Theth is a title I picked out of my giant pile of Christmas comics. The pick was totally random, but I happened to have read a long article on Josh Bayer in Study Group Magazine, Issue #2, an article which piqued my interest in the creator. The pick was a fortunate one. Seth is a 1980 misfit, wearing a spacesuit everywhere he goes and living with his stepmother, who insists that he call her "Mom." The other students call him "Theth," and he spends his time at the general store, where he never buys the comics, just reading them for free. The day John Lennon is killed, a stranger tells Seth that he can just steal what he wants, just take it.
Bayer's style is unique, with powerful lines; it's so cartoony, for lack of a better word, primal, alive. His work has been compared with punk rock, but to me, it's more like the free jazz from an unpronounceable Nordic city in the heart of winter. All apologies to punk rockers aside, there's a lot more technique to free jazz than there is to punk rock, at least in punk rock's original form. The story is as primal as the art, just a boy who can't fit in.
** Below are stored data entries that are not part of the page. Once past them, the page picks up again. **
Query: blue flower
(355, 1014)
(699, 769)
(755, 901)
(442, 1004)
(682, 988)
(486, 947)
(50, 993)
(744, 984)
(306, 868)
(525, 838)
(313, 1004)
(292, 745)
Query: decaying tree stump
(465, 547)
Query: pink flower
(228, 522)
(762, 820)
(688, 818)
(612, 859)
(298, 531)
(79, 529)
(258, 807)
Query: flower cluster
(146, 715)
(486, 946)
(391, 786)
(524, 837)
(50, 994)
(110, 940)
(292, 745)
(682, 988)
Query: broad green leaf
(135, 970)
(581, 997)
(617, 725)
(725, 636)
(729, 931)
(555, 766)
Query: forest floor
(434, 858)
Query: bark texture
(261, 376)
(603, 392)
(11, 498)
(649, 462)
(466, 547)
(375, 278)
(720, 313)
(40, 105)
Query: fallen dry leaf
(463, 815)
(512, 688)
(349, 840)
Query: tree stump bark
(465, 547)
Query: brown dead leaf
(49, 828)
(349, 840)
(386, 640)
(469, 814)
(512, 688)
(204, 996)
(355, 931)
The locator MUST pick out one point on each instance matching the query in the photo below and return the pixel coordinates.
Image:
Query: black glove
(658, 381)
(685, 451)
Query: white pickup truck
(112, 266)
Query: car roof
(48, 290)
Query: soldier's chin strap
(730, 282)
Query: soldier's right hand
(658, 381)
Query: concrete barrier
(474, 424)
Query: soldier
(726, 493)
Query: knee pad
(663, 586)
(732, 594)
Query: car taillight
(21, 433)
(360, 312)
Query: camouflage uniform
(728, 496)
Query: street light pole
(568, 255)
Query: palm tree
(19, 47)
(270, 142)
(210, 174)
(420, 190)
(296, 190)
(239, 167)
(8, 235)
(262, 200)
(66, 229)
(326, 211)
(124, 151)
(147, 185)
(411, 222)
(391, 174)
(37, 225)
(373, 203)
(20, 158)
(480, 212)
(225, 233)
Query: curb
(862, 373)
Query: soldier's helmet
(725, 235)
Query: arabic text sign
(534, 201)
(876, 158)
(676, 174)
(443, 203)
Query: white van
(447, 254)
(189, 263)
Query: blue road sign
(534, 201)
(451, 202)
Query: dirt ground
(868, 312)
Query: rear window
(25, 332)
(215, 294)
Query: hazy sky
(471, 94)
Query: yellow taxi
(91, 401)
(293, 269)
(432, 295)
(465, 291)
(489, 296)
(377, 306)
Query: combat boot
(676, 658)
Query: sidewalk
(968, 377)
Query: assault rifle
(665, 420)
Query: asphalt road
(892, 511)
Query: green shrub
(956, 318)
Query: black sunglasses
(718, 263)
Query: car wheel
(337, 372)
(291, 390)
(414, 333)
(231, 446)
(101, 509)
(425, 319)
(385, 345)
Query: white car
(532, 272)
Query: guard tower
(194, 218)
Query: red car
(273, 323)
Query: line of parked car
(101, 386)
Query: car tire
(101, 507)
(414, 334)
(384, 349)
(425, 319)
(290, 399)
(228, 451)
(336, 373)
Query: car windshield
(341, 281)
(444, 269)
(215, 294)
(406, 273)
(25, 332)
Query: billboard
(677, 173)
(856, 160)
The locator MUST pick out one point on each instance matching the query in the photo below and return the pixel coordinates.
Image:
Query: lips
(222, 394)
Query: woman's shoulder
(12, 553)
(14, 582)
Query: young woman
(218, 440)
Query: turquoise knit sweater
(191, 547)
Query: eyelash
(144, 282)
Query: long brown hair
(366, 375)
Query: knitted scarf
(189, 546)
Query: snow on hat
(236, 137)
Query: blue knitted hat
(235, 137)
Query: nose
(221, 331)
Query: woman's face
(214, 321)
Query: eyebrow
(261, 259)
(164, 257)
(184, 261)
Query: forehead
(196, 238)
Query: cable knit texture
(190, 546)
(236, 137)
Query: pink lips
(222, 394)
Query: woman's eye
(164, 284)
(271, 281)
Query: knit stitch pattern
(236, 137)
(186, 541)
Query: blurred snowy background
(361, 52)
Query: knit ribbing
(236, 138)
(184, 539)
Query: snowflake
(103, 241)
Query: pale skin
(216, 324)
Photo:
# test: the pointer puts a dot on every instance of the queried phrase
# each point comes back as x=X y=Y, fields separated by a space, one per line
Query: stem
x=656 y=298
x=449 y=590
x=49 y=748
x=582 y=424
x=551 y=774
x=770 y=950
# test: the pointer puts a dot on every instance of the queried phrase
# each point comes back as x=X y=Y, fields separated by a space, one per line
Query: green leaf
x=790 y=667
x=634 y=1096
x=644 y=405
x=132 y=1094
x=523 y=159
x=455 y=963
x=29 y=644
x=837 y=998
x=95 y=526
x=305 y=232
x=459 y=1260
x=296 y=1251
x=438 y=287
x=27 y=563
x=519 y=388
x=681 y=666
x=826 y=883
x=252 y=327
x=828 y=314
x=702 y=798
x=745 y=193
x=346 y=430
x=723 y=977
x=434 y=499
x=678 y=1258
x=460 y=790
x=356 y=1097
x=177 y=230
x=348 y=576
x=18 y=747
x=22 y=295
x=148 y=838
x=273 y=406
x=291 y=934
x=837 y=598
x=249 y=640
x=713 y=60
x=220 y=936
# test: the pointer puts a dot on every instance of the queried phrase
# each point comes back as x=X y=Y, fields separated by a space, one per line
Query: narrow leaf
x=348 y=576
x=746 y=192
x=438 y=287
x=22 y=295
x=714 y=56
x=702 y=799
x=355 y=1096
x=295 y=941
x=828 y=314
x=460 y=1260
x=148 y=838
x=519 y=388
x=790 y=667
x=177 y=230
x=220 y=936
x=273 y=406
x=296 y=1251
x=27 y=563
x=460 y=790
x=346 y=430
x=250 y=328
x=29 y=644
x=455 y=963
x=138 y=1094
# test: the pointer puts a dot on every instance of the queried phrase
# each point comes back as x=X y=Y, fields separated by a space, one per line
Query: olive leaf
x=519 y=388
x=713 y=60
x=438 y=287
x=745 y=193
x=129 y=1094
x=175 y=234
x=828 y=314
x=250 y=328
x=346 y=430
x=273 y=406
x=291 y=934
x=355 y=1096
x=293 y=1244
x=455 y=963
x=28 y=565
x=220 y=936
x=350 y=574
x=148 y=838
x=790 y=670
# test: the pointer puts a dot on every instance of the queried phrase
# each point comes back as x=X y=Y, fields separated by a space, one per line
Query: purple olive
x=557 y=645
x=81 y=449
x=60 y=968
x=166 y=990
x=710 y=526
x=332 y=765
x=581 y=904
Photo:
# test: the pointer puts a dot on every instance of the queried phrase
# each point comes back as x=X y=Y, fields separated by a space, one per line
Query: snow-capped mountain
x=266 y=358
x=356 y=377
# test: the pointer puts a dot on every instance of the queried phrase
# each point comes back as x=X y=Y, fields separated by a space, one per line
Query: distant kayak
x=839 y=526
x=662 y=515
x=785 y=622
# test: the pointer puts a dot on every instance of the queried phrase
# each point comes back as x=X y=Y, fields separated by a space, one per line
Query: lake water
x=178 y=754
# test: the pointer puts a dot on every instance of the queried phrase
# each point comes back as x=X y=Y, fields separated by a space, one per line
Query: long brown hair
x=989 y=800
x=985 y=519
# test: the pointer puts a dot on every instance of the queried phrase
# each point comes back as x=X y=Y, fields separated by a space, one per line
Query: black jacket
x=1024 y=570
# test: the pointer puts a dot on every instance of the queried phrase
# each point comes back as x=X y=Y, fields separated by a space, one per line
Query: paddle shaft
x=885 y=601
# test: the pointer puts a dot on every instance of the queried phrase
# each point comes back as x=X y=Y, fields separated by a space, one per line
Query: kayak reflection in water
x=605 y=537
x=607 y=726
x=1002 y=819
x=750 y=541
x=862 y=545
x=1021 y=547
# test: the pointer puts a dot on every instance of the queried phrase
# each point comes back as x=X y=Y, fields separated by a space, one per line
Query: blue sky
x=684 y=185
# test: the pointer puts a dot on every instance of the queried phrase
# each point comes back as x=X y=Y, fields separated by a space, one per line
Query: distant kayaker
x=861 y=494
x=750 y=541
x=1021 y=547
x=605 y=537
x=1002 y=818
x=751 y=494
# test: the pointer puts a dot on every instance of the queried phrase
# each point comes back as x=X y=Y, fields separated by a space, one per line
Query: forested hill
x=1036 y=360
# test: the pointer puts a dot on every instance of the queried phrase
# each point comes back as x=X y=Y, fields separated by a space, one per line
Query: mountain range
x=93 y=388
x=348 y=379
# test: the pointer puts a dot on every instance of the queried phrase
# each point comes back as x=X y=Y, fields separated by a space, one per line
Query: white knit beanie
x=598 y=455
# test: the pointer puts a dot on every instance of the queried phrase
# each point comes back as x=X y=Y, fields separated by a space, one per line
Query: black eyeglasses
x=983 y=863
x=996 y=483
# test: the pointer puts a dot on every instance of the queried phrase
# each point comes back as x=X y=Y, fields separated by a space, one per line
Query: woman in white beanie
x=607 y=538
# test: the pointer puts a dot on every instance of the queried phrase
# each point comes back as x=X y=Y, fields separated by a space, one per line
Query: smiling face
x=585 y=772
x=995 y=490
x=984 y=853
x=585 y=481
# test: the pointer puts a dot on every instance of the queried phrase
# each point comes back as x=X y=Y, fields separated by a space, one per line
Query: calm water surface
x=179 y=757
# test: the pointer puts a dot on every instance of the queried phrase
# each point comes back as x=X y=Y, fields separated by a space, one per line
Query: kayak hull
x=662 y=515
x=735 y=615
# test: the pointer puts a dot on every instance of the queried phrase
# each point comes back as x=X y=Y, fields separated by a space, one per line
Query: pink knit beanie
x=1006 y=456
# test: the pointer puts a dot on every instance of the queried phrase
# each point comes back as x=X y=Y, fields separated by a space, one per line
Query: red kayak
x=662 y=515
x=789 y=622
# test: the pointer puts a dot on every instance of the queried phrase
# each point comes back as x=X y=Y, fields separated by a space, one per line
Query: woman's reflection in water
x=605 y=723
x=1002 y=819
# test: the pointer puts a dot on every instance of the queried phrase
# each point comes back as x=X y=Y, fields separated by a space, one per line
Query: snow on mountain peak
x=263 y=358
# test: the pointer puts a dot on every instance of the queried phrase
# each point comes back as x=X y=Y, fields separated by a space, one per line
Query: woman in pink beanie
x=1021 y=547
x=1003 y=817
Theth is something akin to a painting, a long one. At 80 pages, it took me almost an hour to read, although in typical fashion, I did have wrestling on in the background, multitasking. What makes Theth great is all the unanswered questions. Why does Seth wear a spacesuit? Where is his dad? How old is he exactly? I could go on, but I would be revealing too much. I'm not a mean person, but I felt the urge to call Seth "Theth," myself. He's so... different. We're told that we should love the different ones - the artists, the poets, the philosophers - but we also want to punch them, too.